Il a la religion de sa mission, et je ferais serment qu’il n’y a rien en sa conscience sinon un pur dévouement à son devoir. Il faut un coupable, je suis le coupable : nous ne sortons pas de là dans mes interrogatoires.

Mes dénégations ne sont qu’une forme. Il les accepte comme la lettre du rôle que je dois jouer nécessairement, comme nécessairement il joue le sien.

Je puis bien te dire cela, Julie, puisque de longtemps tu ne liras cette lettre. — Quand tu la liras, tout sera fini. — Je puis bien te dire que ton absence est à ma charge. Dès mon premier interrogatoire, j’affirmai que tu avais trouvé passage à bord d’un caboteur au petit port de Langrune, et que tu étais en route pour Jersey. Dans leur pensée, tu emportes les quatre cent mille francs. Et comment leur pensée serait-elle autre ? Je suis coupable.

Pourtant M. Roland a une femme qu’il aime.

Mais il est homme d’honneur, et pour se rendre raison de la conduite d’un criminel, un honnête homme doit-il replier sa pensée sur sa propre conscience ? Évidemment non. Je suis coupable, toute ma conduite est d’un coupable. Une fois ceci admis, les choses changent de nom.
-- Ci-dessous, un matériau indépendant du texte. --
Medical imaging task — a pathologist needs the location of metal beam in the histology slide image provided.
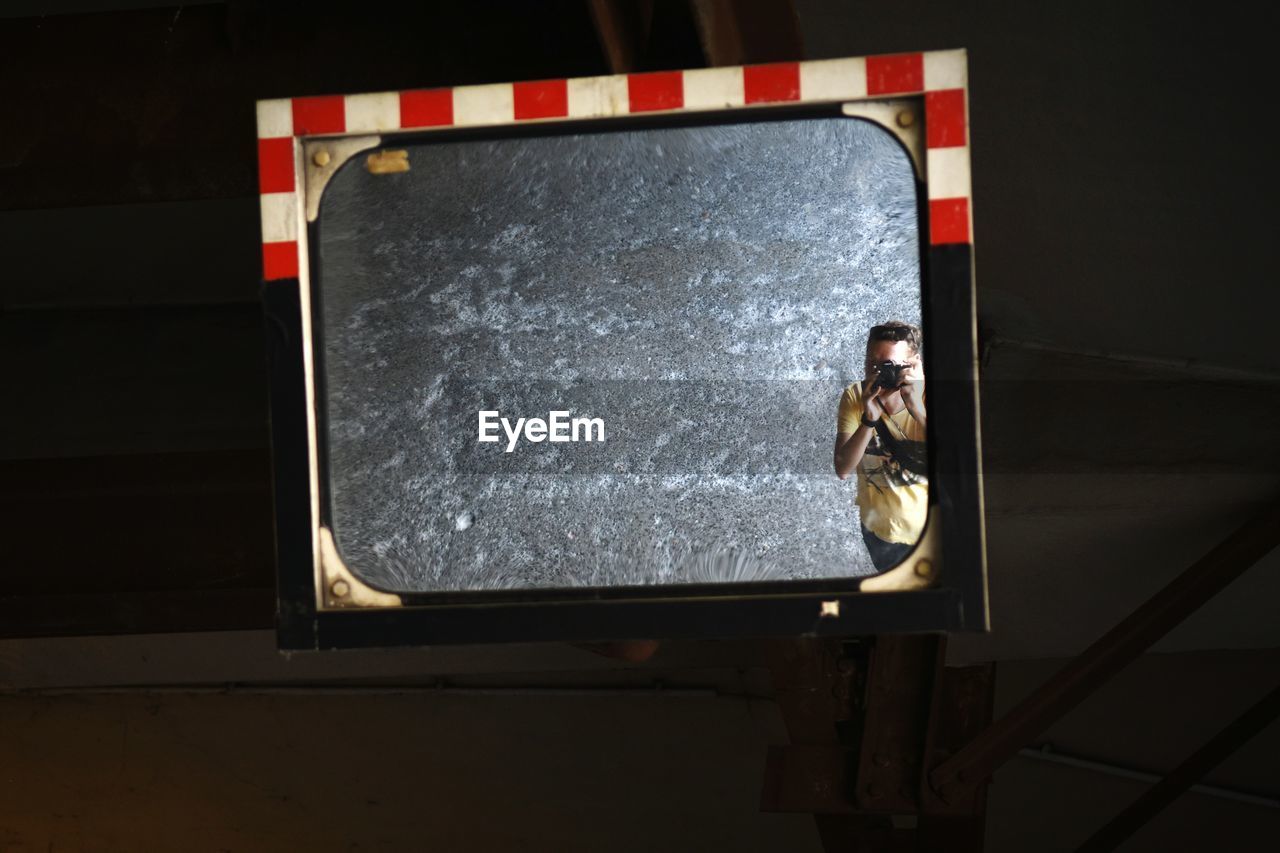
[929,503,1280,799]
[1078,686,1280,853]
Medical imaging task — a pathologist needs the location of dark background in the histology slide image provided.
[0,0,1280,850]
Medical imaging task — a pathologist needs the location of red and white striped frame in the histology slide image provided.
[257,50,973,280]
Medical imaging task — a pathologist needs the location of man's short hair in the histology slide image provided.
[867,320,924,355]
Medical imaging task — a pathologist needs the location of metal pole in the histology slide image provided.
[1076,686,1280,853]
[929,505,1280,799]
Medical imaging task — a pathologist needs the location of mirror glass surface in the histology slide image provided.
[312,118,927,592]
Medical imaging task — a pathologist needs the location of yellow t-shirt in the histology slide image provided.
[836,382,929,544]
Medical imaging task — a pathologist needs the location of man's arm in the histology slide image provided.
[836,424,872,480]
[835,388,884,480]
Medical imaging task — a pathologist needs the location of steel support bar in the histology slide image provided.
[1078,686,1280,853]
[929,505,1280,799]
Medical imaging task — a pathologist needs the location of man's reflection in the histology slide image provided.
[835,320,929,571]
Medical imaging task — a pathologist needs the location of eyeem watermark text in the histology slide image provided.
[476,411,604,453]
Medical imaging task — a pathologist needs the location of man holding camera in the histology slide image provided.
[835,320,929,571]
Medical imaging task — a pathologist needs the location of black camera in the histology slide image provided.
[872,361,911,389]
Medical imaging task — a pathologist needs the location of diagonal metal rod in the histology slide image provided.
[1076,686,1280,853]
[929,503,1280,799]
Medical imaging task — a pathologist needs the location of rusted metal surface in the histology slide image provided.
[920,663,996,819]
[1079,686,1280,853]
[760,744,858,815]
[929,505,1280,799]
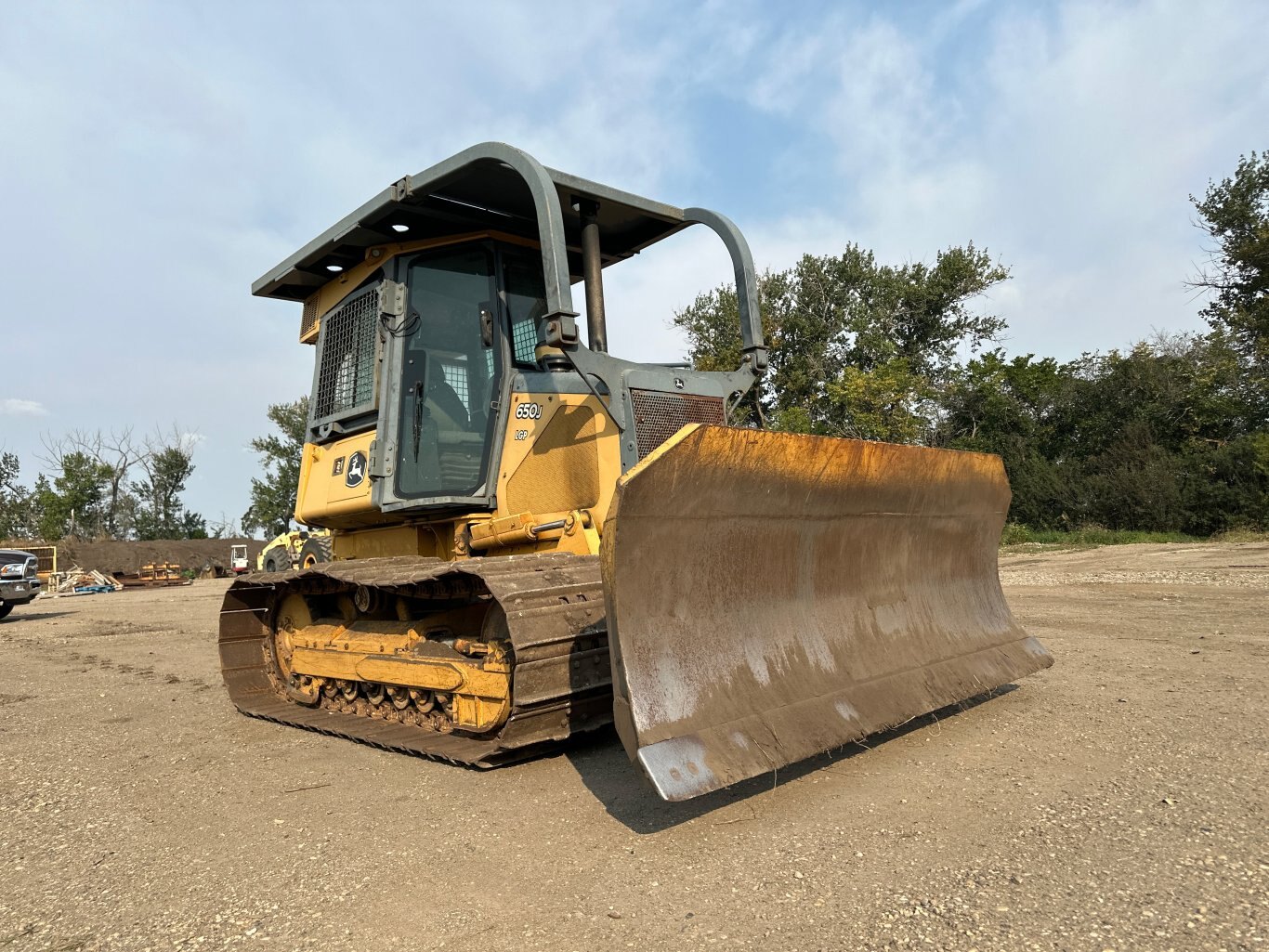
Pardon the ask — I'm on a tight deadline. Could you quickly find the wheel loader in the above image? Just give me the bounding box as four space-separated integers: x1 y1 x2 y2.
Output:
255 529 332 572
219 143 1052 800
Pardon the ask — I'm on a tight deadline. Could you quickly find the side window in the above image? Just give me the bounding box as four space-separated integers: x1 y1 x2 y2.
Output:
503 249 547 367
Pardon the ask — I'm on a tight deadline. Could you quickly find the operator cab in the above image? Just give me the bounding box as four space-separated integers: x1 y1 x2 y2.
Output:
260 142 766 528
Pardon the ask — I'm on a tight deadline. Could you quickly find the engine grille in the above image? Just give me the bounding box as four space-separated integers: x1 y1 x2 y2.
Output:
313 286 379 422
631 390 726 460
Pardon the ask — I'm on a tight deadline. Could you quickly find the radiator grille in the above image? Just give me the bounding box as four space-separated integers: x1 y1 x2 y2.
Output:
631 390 726 460
313 287 379 422
299 298 321 344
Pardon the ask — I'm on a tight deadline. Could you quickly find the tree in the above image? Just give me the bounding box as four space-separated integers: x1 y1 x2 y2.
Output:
135 438 207 540
1190 152 1269 372
0 453 35 540
242 396 308 537
674 242 1009 442
34 450 109 540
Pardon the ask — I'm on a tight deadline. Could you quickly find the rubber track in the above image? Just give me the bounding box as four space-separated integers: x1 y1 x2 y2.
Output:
219 554 613 766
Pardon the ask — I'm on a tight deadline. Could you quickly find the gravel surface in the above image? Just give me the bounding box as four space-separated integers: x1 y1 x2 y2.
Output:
0 544 1269 952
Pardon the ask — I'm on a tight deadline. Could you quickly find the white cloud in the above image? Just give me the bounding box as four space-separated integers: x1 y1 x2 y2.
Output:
0 398 48 416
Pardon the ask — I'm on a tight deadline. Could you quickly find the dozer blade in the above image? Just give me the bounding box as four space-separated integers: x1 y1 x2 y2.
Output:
601 426 1052 800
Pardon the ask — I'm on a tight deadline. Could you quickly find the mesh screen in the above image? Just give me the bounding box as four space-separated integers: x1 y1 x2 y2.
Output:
511 318 538 363
631 390 726 460
440 360 472 412
299 294 320 344
313 288 379 420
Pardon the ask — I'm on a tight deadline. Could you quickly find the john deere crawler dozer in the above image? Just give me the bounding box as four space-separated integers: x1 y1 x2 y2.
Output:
219 143 1051 800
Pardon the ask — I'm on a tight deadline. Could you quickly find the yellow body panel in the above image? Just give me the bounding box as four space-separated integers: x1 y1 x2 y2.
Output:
295 394 621 560
295 432 381 528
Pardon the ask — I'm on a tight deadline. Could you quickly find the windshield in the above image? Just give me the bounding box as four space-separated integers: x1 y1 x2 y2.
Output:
396 246 497 498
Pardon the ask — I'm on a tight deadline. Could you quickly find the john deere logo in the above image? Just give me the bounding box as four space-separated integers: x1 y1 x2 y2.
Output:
344 450 365 489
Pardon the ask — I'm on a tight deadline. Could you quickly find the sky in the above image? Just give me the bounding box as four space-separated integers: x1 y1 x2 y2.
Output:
0 0 1269 533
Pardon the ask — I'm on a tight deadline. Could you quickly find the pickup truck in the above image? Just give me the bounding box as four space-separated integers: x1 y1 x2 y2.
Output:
0 548 39 619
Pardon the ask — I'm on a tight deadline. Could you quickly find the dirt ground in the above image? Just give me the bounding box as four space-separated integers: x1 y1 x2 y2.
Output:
3 538 264 575
0 543 1269 952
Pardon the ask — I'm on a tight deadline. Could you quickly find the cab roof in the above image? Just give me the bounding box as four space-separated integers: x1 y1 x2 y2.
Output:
251 143 691 301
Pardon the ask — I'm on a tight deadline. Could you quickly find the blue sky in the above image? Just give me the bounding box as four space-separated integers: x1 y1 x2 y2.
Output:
0 0 1269 533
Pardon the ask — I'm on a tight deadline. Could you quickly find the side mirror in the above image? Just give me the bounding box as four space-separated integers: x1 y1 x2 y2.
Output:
479 307 493 346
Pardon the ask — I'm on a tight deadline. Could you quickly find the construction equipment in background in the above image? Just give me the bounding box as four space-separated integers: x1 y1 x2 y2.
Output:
219 143 1052 800
255 529 332 572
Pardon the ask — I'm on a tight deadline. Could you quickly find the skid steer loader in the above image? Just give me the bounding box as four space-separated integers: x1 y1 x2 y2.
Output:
219 143 1051 800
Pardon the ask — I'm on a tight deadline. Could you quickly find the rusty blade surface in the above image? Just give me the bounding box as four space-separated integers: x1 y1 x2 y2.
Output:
601 426 1052 800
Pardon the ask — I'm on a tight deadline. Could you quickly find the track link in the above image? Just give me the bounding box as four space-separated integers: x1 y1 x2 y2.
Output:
219 554 613 766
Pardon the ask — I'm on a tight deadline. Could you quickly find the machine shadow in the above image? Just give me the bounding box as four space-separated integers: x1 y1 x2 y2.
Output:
564 685 1018 834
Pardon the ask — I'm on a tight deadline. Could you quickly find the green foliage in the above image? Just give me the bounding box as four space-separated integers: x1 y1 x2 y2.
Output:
1190 152 1269 372
0 453 35 540
940 333 1269 536
674 243 1009 443
1000 522 1206 548
242 396 308 538
675 200 1269 544
34 452 109 540
136 443 207 540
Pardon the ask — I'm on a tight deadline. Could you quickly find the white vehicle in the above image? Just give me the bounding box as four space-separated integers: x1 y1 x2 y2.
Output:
0 548 41 619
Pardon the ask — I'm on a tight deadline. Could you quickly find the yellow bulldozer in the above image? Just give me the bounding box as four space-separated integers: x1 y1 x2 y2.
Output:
219 143 1051 800
255 529 332 572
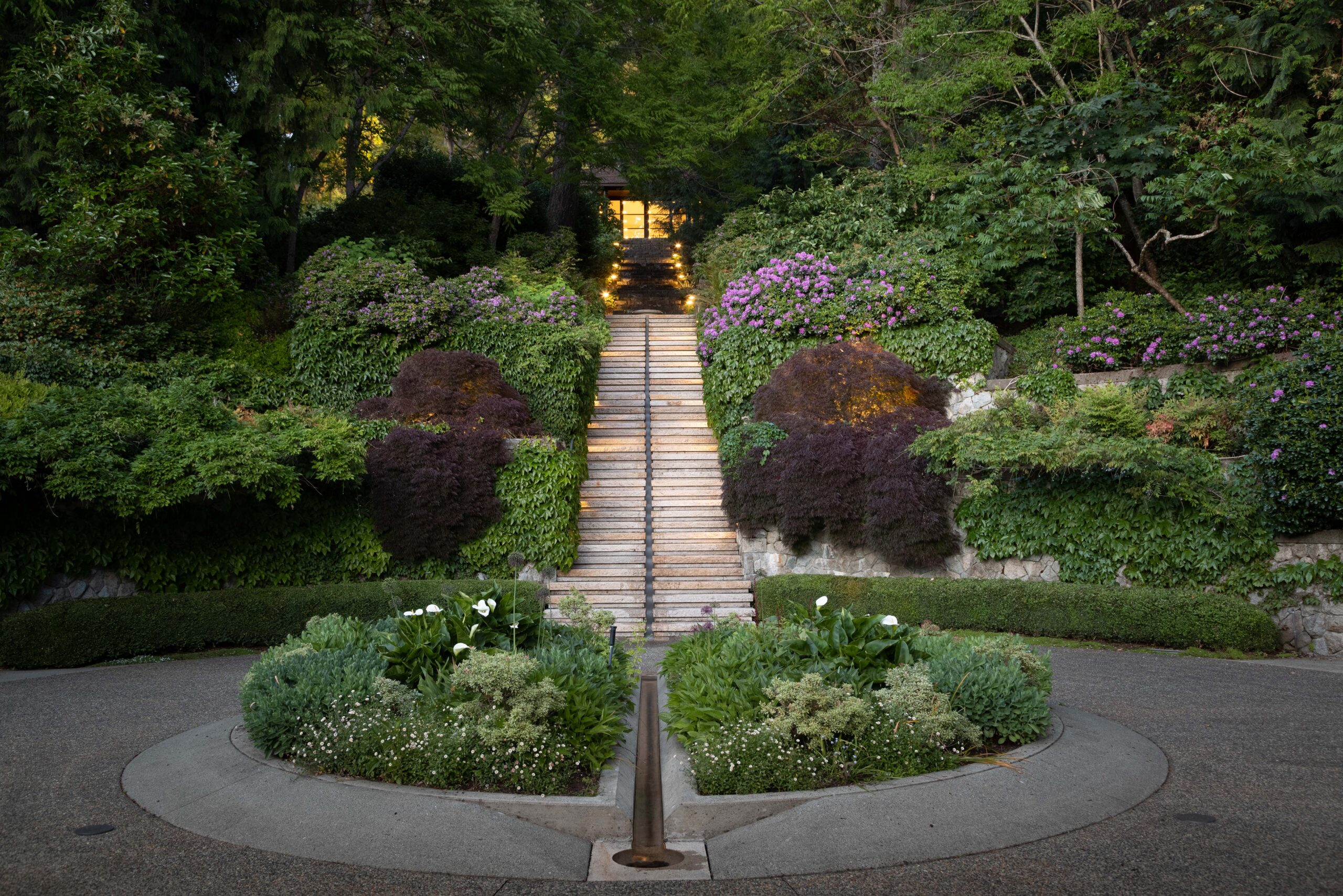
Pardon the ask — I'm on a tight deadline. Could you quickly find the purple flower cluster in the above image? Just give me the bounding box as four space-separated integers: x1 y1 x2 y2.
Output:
1171 286 1343 364
1054 302 1128 369
449 268 583 326
698 252 940 362
295 247 583 344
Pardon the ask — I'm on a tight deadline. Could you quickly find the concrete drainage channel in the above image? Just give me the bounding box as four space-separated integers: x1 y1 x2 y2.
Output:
122 676 1167 881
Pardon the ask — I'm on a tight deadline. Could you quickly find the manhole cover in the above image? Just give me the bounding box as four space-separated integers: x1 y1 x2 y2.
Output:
75 825 117 837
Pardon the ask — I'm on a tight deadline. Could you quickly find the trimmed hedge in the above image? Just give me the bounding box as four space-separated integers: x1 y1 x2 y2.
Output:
756 575 1280 653
0 579 540 669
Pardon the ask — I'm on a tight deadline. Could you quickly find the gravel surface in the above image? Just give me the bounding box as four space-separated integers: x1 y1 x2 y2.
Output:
0 649 1343 896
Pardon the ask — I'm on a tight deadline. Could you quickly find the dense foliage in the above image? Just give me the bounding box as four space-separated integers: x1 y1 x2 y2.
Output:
722 343 954 566
368 426 508 561
240 585 635 794
1237 338 1343 534
0 579 540 669
355 349 537 435
912 386 1273 585
756 575 1278 652
662 596 1050 794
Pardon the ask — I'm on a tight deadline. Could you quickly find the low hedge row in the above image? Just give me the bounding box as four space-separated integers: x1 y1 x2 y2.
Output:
756 575 1278 652
0 579 540 669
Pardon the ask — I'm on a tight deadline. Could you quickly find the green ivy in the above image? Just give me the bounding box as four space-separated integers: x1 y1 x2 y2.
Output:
956 475 1274 587
1237 338 1343 534
438 319 611 441
875 317 998 379
458 439 587 577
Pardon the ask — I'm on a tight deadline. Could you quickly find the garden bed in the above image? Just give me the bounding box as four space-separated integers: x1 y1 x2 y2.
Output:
662 596 1051 797
0 579 540 669
239 585 636 795
756 575 1278 653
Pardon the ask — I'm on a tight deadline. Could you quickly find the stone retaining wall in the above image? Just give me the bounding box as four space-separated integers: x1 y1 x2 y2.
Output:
5 567 137 614
737 528 1343 656
1250 529 1343 656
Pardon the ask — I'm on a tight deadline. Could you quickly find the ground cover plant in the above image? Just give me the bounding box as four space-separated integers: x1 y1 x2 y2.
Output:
756 575 1278 653
722 343 955 566
0 579 541 669
240 585 636 794
662 595 1051 794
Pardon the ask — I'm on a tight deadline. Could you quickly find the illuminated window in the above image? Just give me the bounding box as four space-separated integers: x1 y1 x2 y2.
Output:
611 199 685 239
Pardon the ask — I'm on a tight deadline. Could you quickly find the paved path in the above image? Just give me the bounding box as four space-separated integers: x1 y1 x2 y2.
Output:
549 314 751 637
0 650 1343 896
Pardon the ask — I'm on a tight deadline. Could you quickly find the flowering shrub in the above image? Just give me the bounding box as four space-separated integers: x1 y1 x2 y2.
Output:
294 244 583 345
698 251 968 364
662 612 1050 794
1166 286 1343 364
240 590 635 794
1237 337 1343 534
1049 290 1179 371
La femelle d’un cheval est une jument. La femme d’un malheureux tel que moi est une complice.

Entre mon juge et moi, la question n’a pas marché depuis le premier jour. Mes réponses ne lui ont rien appris. J’étais coupable, je suis coupable. L’unique moyen d’améliorer ma position est un aveu sincère. Il n’y a pas de doute en lui. Son travail est de rendre clair pour autrui ce qui, pour lui-même, est manifeste.